平成23年度 外国語学部・学位記授与式での高階学部長の式辞 全文
大阪大学外国語学部を平成23年度卒業される皆さん
ご卒業誠におめでとうございます。また、保護者の皆様にも、外国語学部教職員を代表し、お子様方が晴れの日を迎えられたことへの祝意とご出席のお礼を申し述べます。この機会に、時間もなく手短ではありますが、贈る言葉を述べさせていただきます。
かつて卒業式は大学本部のホールで開催しておりましたが、大阪大学に新たな外国語学部が誕生したこともあって手狭となり、大学から離れた場所での卒業式に変わりました。学部によっては、吹田や豊中に戻り、学部長が学位記を1人1人に授与するというところもありますが、外国語学部は学生数が多いことと箕面までは遠く時間がかかることもあり、会場近くでこのように学位記の授与を行っています。しかも、会場の制約から、代表だけの式典形式でありますが、どうかご理解くださるようお願い申し上げます。

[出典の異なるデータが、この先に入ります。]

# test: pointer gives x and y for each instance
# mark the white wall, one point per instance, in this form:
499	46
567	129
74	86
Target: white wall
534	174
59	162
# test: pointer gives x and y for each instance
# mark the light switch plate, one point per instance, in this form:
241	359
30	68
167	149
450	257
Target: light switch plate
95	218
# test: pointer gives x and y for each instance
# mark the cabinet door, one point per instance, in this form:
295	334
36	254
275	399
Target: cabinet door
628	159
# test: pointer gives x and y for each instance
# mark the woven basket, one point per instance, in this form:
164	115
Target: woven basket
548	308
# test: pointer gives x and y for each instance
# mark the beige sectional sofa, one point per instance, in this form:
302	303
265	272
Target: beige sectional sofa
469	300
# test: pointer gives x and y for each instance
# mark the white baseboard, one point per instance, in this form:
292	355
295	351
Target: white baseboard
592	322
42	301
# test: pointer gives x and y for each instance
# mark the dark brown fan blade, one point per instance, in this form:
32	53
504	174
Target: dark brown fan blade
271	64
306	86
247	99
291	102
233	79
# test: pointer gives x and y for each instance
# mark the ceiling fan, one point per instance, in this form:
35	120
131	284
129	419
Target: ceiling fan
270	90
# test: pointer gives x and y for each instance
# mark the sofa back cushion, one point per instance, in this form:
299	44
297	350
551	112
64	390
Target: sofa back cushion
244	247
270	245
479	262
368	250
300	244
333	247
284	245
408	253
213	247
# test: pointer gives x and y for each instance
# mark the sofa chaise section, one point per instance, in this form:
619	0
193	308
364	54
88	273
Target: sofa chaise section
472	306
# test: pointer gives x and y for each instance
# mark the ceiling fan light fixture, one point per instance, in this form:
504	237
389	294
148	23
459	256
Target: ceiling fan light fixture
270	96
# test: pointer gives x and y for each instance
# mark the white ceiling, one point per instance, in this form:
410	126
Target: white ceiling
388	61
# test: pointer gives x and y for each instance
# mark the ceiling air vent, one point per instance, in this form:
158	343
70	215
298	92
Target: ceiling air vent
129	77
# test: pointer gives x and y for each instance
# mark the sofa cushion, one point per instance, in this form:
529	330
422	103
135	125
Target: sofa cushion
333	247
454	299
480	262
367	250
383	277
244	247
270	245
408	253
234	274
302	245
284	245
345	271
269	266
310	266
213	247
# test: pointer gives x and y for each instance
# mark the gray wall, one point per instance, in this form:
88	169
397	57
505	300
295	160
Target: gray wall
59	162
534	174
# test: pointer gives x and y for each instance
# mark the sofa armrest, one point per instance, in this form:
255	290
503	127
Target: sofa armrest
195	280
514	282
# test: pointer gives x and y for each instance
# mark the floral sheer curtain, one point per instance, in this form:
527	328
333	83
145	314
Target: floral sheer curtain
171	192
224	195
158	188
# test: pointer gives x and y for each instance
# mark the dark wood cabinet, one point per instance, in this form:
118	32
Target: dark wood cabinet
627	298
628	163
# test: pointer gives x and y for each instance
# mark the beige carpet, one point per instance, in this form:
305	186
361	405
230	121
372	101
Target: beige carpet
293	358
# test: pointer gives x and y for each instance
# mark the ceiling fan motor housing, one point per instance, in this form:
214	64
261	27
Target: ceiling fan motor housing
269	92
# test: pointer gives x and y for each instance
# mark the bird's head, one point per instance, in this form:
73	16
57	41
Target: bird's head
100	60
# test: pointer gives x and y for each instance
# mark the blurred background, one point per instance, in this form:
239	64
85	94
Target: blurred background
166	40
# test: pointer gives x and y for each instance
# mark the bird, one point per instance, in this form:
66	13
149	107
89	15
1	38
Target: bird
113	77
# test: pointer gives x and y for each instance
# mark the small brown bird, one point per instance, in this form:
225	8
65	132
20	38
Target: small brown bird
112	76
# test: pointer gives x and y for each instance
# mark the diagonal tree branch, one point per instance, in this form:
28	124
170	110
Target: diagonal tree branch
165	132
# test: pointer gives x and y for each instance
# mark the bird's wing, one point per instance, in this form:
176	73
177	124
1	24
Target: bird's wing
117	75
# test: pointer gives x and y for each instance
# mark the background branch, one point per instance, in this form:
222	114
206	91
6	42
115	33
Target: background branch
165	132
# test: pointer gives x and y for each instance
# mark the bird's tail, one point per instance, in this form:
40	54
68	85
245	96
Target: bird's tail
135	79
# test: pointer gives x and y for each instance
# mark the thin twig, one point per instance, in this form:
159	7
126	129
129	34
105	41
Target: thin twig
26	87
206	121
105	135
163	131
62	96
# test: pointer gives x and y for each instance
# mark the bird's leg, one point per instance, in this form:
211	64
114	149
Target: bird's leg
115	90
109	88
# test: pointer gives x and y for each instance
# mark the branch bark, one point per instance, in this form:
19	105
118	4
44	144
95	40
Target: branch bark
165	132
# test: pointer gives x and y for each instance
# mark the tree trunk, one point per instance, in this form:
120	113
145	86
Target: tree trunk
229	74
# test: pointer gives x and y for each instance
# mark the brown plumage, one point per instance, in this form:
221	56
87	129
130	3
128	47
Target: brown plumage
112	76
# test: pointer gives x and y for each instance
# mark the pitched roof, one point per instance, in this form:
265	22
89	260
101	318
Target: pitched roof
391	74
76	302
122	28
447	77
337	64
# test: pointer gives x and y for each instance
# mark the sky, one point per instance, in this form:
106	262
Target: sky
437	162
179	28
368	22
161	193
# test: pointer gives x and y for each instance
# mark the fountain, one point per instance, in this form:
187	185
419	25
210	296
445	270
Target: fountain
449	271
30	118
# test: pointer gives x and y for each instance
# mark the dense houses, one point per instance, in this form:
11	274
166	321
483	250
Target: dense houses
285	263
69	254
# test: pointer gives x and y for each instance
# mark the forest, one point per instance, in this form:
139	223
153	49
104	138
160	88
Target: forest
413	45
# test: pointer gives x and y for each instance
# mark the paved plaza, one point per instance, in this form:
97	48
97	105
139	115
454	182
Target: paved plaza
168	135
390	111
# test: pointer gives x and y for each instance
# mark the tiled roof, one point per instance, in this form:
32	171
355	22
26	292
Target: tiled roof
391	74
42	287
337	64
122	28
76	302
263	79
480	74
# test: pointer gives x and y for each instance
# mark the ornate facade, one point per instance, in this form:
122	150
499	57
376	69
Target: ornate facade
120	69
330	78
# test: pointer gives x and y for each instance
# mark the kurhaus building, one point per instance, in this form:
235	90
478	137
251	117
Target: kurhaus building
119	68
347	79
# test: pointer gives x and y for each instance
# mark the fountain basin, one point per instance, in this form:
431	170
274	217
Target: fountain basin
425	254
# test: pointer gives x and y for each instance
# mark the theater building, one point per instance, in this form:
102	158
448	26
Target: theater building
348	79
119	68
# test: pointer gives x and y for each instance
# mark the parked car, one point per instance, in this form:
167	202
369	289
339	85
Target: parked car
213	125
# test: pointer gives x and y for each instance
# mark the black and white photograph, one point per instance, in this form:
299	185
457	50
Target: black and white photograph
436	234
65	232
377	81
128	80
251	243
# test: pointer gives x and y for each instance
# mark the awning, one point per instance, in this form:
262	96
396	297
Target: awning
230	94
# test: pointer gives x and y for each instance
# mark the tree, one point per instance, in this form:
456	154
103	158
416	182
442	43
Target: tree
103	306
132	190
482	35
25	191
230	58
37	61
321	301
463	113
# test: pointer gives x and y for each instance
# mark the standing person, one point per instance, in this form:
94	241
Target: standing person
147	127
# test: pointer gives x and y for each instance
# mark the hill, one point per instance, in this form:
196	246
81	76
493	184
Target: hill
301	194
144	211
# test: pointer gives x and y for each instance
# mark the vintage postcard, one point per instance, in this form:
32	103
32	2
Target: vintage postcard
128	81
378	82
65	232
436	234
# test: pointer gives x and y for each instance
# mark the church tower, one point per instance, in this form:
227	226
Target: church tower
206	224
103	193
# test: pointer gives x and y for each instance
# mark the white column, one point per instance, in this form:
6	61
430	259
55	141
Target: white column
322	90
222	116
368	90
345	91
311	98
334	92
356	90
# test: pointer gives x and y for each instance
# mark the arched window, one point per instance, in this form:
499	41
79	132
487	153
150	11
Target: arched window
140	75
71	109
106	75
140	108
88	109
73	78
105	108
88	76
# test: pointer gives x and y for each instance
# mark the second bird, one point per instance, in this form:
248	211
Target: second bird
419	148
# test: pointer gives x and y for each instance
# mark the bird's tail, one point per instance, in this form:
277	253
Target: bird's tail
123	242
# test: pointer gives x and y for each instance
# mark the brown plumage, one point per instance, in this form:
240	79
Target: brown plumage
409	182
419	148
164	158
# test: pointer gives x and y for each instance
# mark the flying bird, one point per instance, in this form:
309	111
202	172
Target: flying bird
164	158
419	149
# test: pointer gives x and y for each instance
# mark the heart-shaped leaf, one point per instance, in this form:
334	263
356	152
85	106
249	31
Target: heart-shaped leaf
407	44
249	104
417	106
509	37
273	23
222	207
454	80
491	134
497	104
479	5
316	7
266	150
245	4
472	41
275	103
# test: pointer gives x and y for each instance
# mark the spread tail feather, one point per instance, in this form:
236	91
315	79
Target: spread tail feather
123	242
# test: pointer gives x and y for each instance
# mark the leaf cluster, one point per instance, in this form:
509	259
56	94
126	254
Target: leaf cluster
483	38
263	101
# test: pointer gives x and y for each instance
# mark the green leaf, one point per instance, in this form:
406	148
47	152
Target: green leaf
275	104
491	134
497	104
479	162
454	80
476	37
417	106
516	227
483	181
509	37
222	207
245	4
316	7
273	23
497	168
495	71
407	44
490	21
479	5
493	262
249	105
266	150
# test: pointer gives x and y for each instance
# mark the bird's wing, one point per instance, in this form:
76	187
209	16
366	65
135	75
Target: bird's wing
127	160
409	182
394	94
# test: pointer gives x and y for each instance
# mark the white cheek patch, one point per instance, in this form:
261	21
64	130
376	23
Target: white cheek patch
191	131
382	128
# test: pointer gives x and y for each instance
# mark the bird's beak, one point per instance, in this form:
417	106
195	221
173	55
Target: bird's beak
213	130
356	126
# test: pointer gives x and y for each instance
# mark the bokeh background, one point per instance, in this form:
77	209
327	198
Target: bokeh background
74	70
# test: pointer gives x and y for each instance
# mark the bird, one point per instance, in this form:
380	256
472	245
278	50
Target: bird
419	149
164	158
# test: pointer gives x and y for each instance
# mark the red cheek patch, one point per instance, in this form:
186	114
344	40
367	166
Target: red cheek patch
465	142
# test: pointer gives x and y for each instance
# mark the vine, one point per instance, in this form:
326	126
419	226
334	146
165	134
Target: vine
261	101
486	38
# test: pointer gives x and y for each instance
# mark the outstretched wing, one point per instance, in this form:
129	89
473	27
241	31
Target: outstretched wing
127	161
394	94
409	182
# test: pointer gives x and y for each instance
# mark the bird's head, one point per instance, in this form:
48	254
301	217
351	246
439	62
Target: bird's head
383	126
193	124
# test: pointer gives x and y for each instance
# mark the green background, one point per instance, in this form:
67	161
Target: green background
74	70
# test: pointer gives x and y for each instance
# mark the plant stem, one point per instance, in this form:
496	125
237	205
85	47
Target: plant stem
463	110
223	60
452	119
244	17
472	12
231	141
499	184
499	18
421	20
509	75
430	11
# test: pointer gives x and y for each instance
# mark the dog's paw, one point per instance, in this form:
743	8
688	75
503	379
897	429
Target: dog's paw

さて、平成23年度は大阪大学創立80周年の年でしたが、外国語学部の前身である大阪外国語大学時代を含めると外国語学部は90年の歴史を持っております。みなさんは大阪大学の新生外国語学部の第1期生として、あるいは、諸種の理由で大阪外国語大学の課程を修了して、それぞれ卒業します。そのいずれであれ、他の学部よりも長い歴史の中で育まれ、世界を視野に入れたグローバルな感覚を磨いてきた諸君は、特に優れた研さんを積み、本日は卒業生代表として選ばれ、あるいは、外国語学部長賞を授与されました。
1000年に1度とかの東日本大震災の例を出すまでもなく、日本を取り巻く自然や社会、世界の環境も必ず変化します。皆さんが明日から社会人として歩み始める日本や世界がどう変わろうとも、外国語学部卒業生の皆さんには、他とは根本的に異なる強力な個性が備わっています。それは言葉の習得を通して皆さんの心と体に滲みこんでいて、世界の様々な文化や社会を知った人のみが持つ精神の強靭さです。言葉や価値観や服装がどんなに異なろうと、同じ人間であるという強い信念であり、異なることが楽しいという感覚です。
こうした感性は、外国語学部卒業生だけが共有しうる感じ方であり、異なることをエネルギーにできる力です。こうした感じ方を多文化共生の現代において、私は「存異共生」Hetero Symbiosisの理念と呼んでいます。皆さんが外国語学部のモットー「言葉を究めて世界へはばたく」“Let Language Be Your Wings To The World”の精神を忘れず、地球規模の発想と知恵を拠り所として、個性豊かな日本人として人生を歩まれるよう期待します。
最後に皆さんへのはなむけの言葉として、私の専門のアラビア語の古い諺を贈りたいと思います。アラビア語で一番短い諺です。`Ish Tara「生きよ、さすれば汝は見ん」の意味です。異なることを楽しみつつ、それを力として知恵と工夫を磨けば、皆さんの努力の成果は必ずや見届けることができましょう。皆さんのご健闘とご活躍を祈り、私のお祝いの言葉を終わります。ありがとうございました。